Sont visés par cette obligation les « bâtiments résidentiels et tertiaires » – comprenez par là les particuliers, qui devront équiper leur logement, ainsi que les professionnels et locaux publics (ces derniers bénéficient du même délai, jusqu’à 2030). Quasiment tous les systèmes de chauffage sont concernés, à l’exception de ceux qui ne sont pas automatiquement alimentés en combustible (comme les cheminées ou poêles à bois, par exemple).
Le thermostat doit-il être connecté ?
Le texte a pu être interprété de cette manière à tort. En effet, rien n’indique qu’il faut opter pour un modèle connecté. La loi prévoit que les logements doivent renfermer un thermostat programmable gérant la température pièce par pièce ou éventuellement par zones « si c’est justifié ». Le pilotage par pièce est ce qui permet de faire le plus d’économies d’énergie : l’Ademe estime que dans cette configuration, elles peuvent atteindre jusqu’à 15 %. Les modèles connectés répondent à ces exigences, mais la connectivité n’est pas une condition sine qua non pour répondre à l’obligation. Précisons au passage que le texte de loi prévoit, comme pour le chauffage, le même type de régulation de la température (par pièce ou par zone également) pour les systèmes de refroidissement si les logements en sont pourvus.

Combien ça coûte ? Existe-t-il des aides ?
L’Ademe estime que le coût d’un thermostat programmable varie de 60 à 250 €, auxquels il faut ajouter 150 à 300 € si on fait appel à un professionnel pour l’installation. Ce prix nous semble relativement cohérent aussi si on veut s’équiper d’un thermostat connecté composé d’un pack de départ, accompagné soit d’un second thermostat, soit de quelques vannes thermostatiques. Naturellement, tout dépend du modèle choisi et surtout du nombre de radiateurs à équiper – s’ils sont nombreux, mieux vaut opter pour des têtes vendues en pack, ce qui est généralement plus avantageux.

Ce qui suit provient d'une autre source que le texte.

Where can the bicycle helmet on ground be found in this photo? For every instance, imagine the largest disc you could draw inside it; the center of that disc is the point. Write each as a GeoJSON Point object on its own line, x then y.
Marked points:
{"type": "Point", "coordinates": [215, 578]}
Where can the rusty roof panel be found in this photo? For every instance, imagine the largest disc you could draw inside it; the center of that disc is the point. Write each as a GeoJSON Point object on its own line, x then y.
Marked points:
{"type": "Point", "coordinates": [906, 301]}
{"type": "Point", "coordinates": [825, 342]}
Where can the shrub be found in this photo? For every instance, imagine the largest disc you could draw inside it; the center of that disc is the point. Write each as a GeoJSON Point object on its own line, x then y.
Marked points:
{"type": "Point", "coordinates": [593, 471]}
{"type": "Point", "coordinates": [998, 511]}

Concernant les aides, plusieurs opérations « coup de pouce » ont été proposées sur les thermostats par le passé, mais aucune n’a cours au moment où nous écrivons ces lignes. En revanche, il est possible de solliciter des aides dans le cadre des certificats d’économies d’énergie (CEE) auprès des fournisseurs d’énergie. À noter que, si vous vous chauffez à l’aide de radiateurs électriques, sous certaines conditions, il est possible de faire installer de tels dispositifs gratuitement.
Qui a la charge de l’installation ?
Si vous êtes propriétaire du logement dans lequel vous vivez, l’installation est à votre charge (même s’il n’est pas prévu que qui que ce soit vienne vérifier la présence d’un tel équipement chez vous…). En revanche, si vous en êtes locataire, c’est au bailleur de faire le nécessaire pour respecter l’obligation légale. D’ailleurs, selon l’IGNES, « cette mesure vise surtout à s’assurer que les 40 % des ménages locataires puissent rapidement bénéficier de cet équipement minimal de pilotage de leur chauffage, alors qu’ils dépendent de leur propriétaire pour son installation. Les chiffres confirment ainsi que les ménages locataires sont aujourd’hui plus faiblement équipés (seulement 40 % contre 60 % des propriétaires occupants) ».

Pour autant, faut-il attendre 2030 ?
Tous les acteurs du secteur s’accordent sur ce point : malgré ce report, rien n’empêche de s’équiper dès maintenant, d’autant que les économies substantielles qu’il est possible de réaliser le justifient amplement. Dans un récent communiqué de presse sur les thermostats, l’IGNES a repris les estimations de l’Ademe concernant les économies réalisables sur les factures d’énergie : jusqu’à 270 € par an pour une maison chauffée à l’électricité (sur la base d’une facture de 1 800 €/an) et jusqu’à 210 € si le logement est chauffé au gaz (sur une facture annuelle de 1 400 €). L’IGNES a ensuite fait le calcul : un thermostat serait rentabilisé en moins de cinq ans. Si on se base cette fois sur l’étude sur le pilotage connecté récemment réalisée par la CSTB à l’initiative de l’IGNES, justement, en choisissant une solution de chauffage connectée, selon la maison et son niveau d’isolation, l’économie pourrait grimper jusqu’à 30 %.